The SCP-3000 video does have some near-instant, auto-pick-me-ups that tilt it towards positive reception. It features known voices in the SCP YouTube space, such as SCP Illustrated (Command) and DrCimmerian (Diver 3), who they have a history of interacting with, on the Special Containment Podcast. Hardcore fans may be able to pick these out during a viewing, and will surely love to catch the cameos.

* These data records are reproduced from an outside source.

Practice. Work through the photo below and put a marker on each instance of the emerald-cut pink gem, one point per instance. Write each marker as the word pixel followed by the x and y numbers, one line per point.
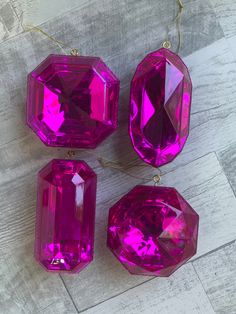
pixel 72 101
pixel 65 215
pixel 152 231
pixel 160 102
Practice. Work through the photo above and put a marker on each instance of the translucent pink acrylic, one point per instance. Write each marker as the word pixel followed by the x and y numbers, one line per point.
pixel 65 215
pixel 160 101
pixel 152 231
pixel 72 101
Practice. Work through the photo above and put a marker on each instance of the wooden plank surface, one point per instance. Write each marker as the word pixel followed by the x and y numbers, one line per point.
pixel 122 32
pixel 181 293
pixel 217 273
pixel 208 191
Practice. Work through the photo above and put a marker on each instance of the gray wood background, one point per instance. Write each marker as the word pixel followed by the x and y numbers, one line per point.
pixel 122 32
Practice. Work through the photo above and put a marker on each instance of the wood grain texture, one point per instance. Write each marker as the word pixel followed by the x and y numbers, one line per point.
pixel 121 32
pixel 181 293
pixel 9 22
pixel 210 195
pixel 217 273
pixel 226 14
pixel 227 159
pixel 26 288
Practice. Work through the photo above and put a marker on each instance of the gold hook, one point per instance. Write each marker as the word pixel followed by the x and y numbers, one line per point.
pixel 167 44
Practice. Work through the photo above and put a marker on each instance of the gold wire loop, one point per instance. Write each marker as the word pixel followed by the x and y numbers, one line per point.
pixel 60 44
pixel 167 44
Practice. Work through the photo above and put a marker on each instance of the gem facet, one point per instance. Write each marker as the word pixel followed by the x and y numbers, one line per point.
pixel 160 101
pixel 152 231
pixel 72 101
pixel 65 215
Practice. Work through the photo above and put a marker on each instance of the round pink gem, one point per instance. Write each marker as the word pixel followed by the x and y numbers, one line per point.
pixel 65 215
pixel 72 101
pixel 152 231
pixel 160 101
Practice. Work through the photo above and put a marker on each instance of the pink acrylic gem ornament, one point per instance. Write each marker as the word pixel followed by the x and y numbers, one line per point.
pixel 152 231
pixel 72 101
pixel 65 215
pixel 160 101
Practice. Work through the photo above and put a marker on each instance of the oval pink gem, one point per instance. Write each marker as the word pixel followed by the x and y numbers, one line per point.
pixel 65 215
pixel 152 231
pixel 160 104
pixel 72 101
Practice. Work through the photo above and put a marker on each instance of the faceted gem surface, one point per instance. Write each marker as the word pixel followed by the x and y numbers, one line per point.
pixel 152 231
pixel 160 101
pixel 72 101
pixel 65 215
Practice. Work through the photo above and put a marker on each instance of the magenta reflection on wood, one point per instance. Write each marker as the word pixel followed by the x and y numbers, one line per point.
pixel 72 101
pixel 160 102
pixel 65 215
pixel 152 231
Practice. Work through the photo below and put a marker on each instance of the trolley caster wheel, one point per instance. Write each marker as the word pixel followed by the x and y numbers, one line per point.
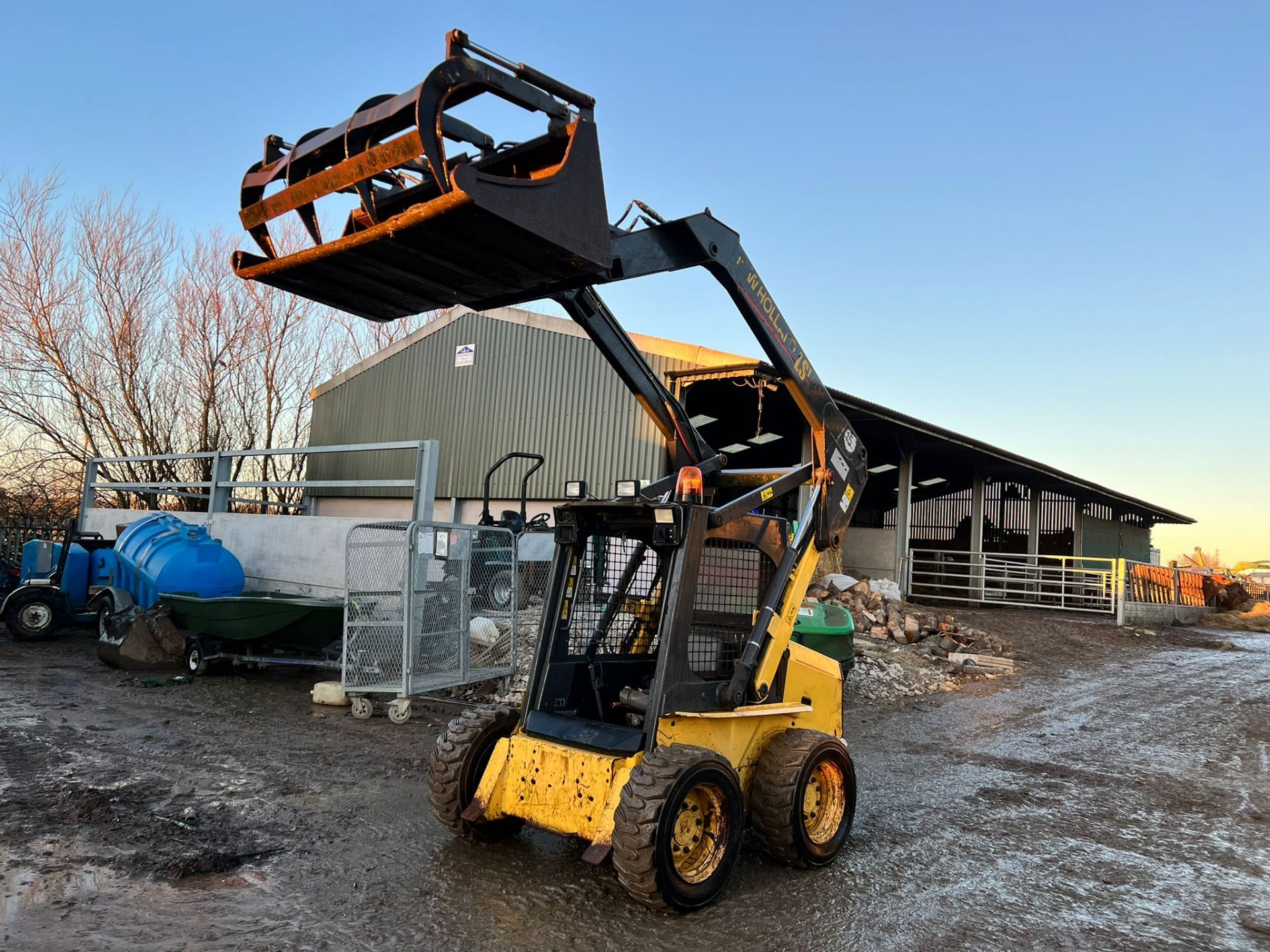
pixel 196 662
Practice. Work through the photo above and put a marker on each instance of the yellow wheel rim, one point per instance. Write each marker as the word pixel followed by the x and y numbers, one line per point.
pixel 825 801
pixel 698 837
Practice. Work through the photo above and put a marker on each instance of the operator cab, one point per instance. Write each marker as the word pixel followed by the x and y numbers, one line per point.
pixel 622 569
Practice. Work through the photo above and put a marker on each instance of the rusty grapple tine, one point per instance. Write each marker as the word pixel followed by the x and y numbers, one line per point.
pixel 508 223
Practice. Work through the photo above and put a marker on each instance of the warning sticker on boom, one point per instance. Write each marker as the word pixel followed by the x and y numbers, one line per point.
pixel 847 495
pixel 840 462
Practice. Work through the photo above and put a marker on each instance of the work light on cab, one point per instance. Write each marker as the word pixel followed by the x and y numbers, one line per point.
pixel 690 487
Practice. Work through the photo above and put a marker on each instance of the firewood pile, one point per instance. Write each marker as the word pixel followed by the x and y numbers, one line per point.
pixel 935 635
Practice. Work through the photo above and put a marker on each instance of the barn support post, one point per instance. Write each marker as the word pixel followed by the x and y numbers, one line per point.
pixel 904 517
pixel 978 499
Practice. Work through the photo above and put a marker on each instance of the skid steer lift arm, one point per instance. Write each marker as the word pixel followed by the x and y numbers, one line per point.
pixel 839 467
pixel 523 221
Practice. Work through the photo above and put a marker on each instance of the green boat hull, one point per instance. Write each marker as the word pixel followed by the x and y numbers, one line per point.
pixel 282 621
pixel 828 630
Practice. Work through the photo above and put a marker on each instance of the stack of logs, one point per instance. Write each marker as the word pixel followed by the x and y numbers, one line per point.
pixel 934 635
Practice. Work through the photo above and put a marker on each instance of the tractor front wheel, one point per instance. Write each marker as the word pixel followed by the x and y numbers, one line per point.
pixel 679 828
pixel 459 762
pixel 34 615
pixel 804 797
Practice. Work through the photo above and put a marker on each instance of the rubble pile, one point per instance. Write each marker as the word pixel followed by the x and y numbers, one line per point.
pixel 882 616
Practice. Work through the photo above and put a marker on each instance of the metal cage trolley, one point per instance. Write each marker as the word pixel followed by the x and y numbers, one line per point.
pixel 429 608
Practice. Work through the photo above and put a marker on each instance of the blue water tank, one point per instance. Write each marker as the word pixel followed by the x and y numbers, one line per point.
pixel 161 555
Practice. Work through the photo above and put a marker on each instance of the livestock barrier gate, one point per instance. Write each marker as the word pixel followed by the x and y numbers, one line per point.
pixel 431 606
pixel 1126 589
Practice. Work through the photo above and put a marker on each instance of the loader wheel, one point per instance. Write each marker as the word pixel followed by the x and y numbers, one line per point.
pixel 679 828
pixel 458 763
pixel 106 608
pixel 804 797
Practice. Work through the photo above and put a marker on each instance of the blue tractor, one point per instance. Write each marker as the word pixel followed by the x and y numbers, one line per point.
pixel 59 583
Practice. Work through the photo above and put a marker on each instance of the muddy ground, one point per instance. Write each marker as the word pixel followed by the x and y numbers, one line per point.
pixel 1115 793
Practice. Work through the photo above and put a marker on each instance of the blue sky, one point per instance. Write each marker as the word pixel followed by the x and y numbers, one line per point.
pixel 1043 225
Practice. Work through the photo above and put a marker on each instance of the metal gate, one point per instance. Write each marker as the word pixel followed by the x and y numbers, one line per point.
pixel 429 606
pixel 1068 583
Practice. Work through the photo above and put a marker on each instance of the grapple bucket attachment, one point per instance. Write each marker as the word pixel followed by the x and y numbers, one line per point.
pixel 511 222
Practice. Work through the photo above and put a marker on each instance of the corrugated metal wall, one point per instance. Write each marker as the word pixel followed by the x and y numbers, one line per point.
pixel 529 389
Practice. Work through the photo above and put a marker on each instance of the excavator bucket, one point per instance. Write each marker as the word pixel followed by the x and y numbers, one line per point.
pixel 503 223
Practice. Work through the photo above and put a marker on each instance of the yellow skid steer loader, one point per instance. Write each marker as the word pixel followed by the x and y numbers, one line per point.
pixel 667 709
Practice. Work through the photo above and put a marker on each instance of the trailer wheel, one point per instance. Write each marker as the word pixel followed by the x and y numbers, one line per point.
pixel 679 828
pixel 459 762
pixel 804 797
pixel 34 615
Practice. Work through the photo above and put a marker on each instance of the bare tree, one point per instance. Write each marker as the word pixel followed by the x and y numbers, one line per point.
pixel 120 338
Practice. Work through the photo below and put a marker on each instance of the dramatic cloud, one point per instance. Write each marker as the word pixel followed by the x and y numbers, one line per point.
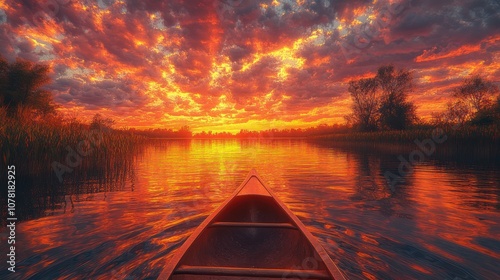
pixel 231 64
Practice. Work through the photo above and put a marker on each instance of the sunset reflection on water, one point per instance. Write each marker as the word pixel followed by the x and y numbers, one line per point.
pixel 442 222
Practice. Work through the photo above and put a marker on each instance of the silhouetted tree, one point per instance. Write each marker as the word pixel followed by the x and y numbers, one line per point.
pixel 365 104
pixel 477 92
pixel 21 85
pixel 395 111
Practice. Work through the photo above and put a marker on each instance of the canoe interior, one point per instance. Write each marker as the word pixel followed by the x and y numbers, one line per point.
pixel 284 248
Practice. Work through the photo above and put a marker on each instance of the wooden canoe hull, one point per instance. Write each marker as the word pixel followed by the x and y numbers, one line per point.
pixel 252 235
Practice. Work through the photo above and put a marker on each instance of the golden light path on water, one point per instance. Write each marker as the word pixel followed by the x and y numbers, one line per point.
pixel 442 222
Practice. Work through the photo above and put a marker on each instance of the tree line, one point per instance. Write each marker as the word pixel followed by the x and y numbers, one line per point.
pixel 381 102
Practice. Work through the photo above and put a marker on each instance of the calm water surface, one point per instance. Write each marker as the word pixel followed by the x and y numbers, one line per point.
pixel 443 222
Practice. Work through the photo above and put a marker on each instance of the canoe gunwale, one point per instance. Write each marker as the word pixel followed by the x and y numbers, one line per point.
pixel 296 224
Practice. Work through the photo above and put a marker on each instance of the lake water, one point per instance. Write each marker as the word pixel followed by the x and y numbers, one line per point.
pixel 442 222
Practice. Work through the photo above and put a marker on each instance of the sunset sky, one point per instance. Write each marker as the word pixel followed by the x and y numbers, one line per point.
pixel 241 64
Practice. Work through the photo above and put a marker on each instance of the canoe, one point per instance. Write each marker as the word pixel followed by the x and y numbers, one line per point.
pixel 252 235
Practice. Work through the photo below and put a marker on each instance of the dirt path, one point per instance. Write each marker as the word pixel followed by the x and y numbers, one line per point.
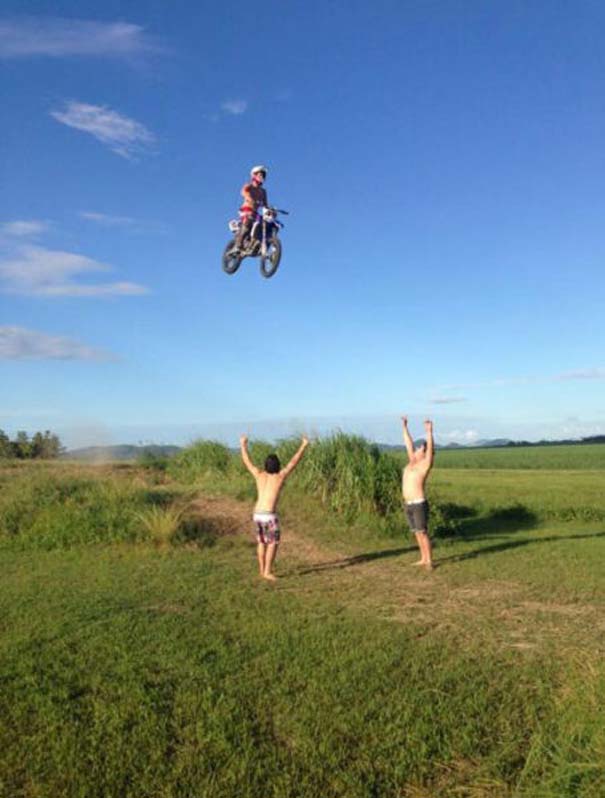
pixel 385 585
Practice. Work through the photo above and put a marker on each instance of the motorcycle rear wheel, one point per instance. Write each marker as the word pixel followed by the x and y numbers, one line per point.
pixel 269 264
pixel 231 262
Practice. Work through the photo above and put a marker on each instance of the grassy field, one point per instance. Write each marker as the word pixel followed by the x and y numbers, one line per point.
pixel 141 656
pixel 584 457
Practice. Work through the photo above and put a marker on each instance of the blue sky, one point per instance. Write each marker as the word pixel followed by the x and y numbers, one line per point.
pixel 443 163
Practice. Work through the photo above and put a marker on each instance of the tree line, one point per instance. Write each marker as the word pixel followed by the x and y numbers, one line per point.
pixel 41 446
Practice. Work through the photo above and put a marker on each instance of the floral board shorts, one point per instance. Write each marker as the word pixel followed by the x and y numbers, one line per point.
pixel 267 527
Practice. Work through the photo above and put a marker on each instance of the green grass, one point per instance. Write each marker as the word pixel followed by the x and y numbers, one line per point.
pixel 134 670
pixel 566 457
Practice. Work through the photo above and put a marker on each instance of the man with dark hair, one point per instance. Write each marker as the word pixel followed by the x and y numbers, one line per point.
pixel 255 198
pixel 268 486
pixel 415 474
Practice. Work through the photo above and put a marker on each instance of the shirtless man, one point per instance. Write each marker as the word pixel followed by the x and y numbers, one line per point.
pixel 255 198
pixel 415 474
pixel 268 486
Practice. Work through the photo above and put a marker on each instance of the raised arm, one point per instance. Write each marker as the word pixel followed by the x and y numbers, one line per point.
pixel 430 444
pixel 243 442
pixel 407 438
pixel 297 457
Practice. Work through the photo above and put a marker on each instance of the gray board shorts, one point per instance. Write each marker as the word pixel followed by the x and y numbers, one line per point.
pixel 418 516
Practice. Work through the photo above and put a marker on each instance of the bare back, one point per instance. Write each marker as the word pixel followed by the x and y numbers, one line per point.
pixel 268 487
pixel 414 479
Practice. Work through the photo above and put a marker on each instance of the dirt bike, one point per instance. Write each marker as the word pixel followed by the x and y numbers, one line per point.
pixel 263 242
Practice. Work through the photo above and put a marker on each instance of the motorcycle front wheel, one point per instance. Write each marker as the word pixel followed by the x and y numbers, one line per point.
pixel 269 264
pixel 231 261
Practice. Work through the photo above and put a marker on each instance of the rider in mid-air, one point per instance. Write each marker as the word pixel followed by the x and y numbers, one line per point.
pixel 255 197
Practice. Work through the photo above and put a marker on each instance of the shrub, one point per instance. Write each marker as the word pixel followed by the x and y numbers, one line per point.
pixel 161 523
pixel 198 460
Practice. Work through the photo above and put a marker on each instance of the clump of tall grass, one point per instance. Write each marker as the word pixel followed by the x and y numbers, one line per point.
pixel 199 460
pixel 161 524
pixel 57 510
pixel 351 476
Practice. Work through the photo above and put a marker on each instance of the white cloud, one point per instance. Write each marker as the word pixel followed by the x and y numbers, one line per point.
pixel 43 272
pixel 22 37
pixel 234 107
pixel 594 373
pixel 23 228
pixel 447 400
pixel 124 222
pixel 583 374
pixel 19 343
pixel 463 436
pixel 122 135
pixel 108 220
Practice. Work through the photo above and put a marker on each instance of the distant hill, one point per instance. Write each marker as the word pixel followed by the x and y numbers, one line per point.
pixel 124 452
pixel 100 454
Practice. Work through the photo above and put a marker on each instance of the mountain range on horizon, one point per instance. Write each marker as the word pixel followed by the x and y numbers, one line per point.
pixel 128 452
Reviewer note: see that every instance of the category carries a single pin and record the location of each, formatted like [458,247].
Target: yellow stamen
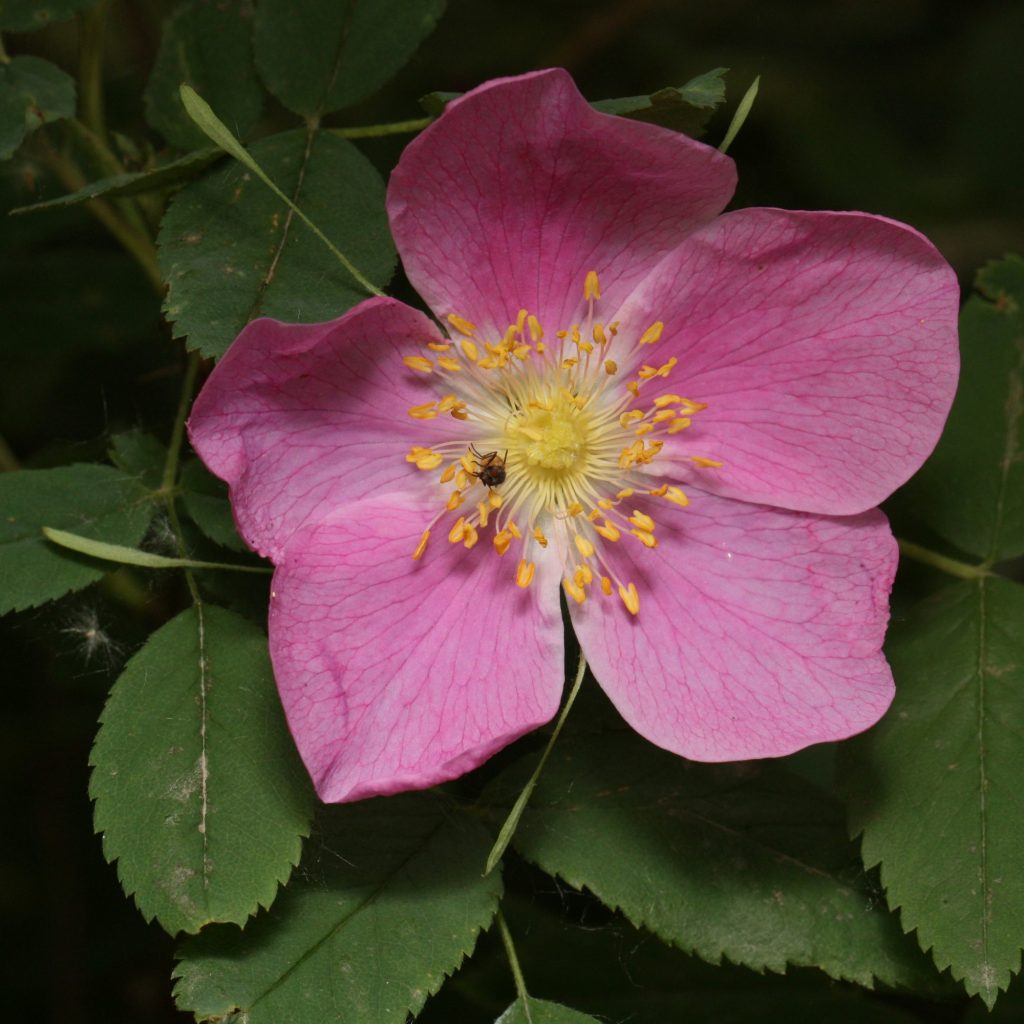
[422,546]
[424,412]
[647,540]
[461,325]
[524,573]
[652,334]
[630,597]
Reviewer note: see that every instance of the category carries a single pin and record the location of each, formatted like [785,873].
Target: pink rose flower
[682,419]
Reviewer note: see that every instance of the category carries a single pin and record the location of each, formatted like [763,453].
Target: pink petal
[824,344]
[521,187]
[760,631]
[398,675]
[302,420]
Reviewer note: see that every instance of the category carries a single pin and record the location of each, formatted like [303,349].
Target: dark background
[905,108]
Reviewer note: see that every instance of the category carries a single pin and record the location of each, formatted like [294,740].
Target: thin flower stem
[92,26]
[378,131]
[963,570]
[137,244]
[520,983]
[511,822]
[170,475]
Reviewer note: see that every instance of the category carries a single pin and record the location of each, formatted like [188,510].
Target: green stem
[963,570]
[136,243]
[520,984]
[378,131]
[170,475]
[90,69]
[512,821]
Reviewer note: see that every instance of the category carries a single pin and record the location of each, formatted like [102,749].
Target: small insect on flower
[491,468]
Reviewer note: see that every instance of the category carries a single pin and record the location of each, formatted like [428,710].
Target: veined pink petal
[520,188]
[824,345]
[301,420]
[760,631]
[398,675]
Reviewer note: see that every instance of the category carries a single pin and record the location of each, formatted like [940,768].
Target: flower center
[560,443]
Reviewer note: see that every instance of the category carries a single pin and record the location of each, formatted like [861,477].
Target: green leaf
[686,109]
[169,175]
[231,251]
[27,15]
[321,55]
[95,501]
[208,46]
[139,455]
[388,900]
[972,488]
[542,1012]
[205,499]
[133,556]
[744,861]
[33,92]
[935,786]
[200,794]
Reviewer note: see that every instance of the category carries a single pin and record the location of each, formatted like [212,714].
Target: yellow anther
[422,546]
[584,546]
[461,325]
[647,540]
[424,412]
[652,334]
[642,521]
[630,597]
[524,573]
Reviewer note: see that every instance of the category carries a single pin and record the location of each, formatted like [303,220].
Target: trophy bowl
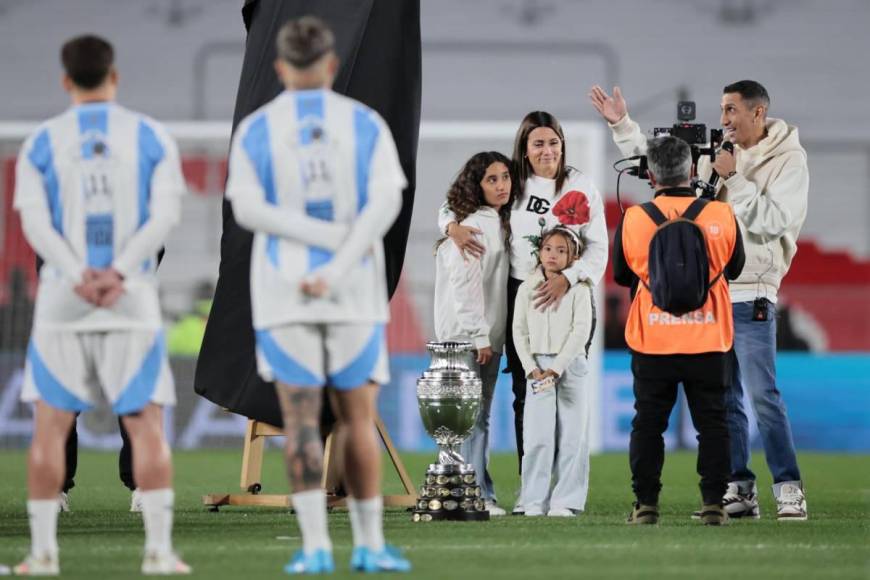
[448,396]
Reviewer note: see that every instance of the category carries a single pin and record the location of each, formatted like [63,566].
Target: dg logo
[538,205]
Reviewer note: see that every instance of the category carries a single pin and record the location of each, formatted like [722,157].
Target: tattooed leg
[356,415]
[300,408]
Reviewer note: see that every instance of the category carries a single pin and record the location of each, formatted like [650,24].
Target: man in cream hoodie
[766,181]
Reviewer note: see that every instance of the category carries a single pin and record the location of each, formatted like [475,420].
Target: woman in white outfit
[552,194]
[470,294]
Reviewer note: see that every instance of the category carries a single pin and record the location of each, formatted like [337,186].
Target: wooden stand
[252,470]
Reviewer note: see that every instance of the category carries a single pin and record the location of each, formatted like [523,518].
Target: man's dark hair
[670,160]
[750,91]
[87,60]
[303,41]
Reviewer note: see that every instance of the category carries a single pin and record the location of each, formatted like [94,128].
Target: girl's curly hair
[465,195]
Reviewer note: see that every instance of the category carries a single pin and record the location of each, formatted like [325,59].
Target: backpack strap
[695,208]
[654,213]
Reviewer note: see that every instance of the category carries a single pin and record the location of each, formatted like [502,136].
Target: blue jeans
[754,367]
[475,449]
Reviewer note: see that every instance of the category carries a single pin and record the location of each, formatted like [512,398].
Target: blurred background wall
[493,61]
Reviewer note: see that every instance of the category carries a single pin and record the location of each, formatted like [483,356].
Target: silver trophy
[448,395]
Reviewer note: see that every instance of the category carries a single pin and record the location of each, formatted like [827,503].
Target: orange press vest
[650,330]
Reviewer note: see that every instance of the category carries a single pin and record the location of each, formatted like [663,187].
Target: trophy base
[457,516]
[451,493]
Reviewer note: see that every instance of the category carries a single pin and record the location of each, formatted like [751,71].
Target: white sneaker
[136,501]
[791,504]
[63,502]
[740,503]
[33,566]
[494,509]
[157,564]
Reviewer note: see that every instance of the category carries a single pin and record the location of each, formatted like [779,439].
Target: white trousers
[556,441]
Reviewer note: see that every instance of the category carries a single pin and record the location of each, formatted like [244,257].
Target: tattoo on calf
[304,445]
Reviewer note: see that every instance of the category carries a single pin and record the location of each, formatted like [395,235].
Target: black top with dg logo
[538,205]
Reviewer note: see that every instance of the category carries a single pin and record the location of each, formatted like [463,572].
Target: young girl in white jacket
[470,294]
[552,345]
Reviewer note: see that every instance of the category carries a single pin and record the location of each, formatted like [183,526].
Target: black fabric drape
[378,42]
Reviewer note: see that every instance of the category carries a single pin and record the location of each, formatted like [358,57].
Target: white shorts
[68,370]
[343,356]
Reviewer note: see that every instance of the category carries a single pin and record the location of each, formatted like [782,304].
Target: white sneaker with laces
[157,564]
[493,508]
[136,501]
[33,566]
[63,502]
[741,500]
[791,503]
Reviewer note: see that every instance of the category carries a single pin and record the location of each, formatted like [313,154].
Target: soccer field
[101,539]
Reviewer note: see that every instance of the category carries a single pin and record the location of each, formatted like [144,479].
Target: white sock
[355,526]
[157,505]
[43,526]
[310,509]
[367,521]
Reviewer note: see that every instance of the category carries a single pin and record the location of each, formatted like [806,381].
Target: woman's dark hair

However, the voice acting of Christopher Morris ("DrCimmerian") does not mesh into the more talented and crafted actors of previous videos. It almost sounds, once you hear it, like the last person who would be on an underwater dive in an SCP scuba suit. The voice screams "I should be behind a desk". This does the until-then eerie vibe no favors. I hate to think it, but part of me wonders if the decision to include DrCimmerian instead of a more trained voice actor (as in the case of other Divers) was a marketing one meant to marquee popular names in the media space. (The overt inclusion of SCP Illustrated and DrCimmerian's names might suggest as much.) What is gained in views, I believe, is lost in professionalism and impact.


Likely because this was an independent compositional effort on the part of the filmmaker -- that is to say, removed from the supportive peg of SCP author's text -- the dialogue lacks the charm and spunk of prior videos. On top, of course the acting has no room to shine given the circumstances. Lines like "Uh, whatever" (03:10) are awkward and immersion cracking. Some shots, such as the camera matched lateral to a diver seconds after this line, reveal some illiquid and stiff animation. A portion of this can be excused, given that this was done in Blender, a sub-industry-standard for physics and movement animation. But at the same time, this rears its head at the worst times; like when Sam (DrCimmerian) is devoured. Sam is about as life-like as a discarded lego man. This continues for the second vore scene, however, I'll say that the effect of the headlamp across the impending teeth of the serpent is a nice touch that is terrifying to imagine yourself in the first-person perspective of.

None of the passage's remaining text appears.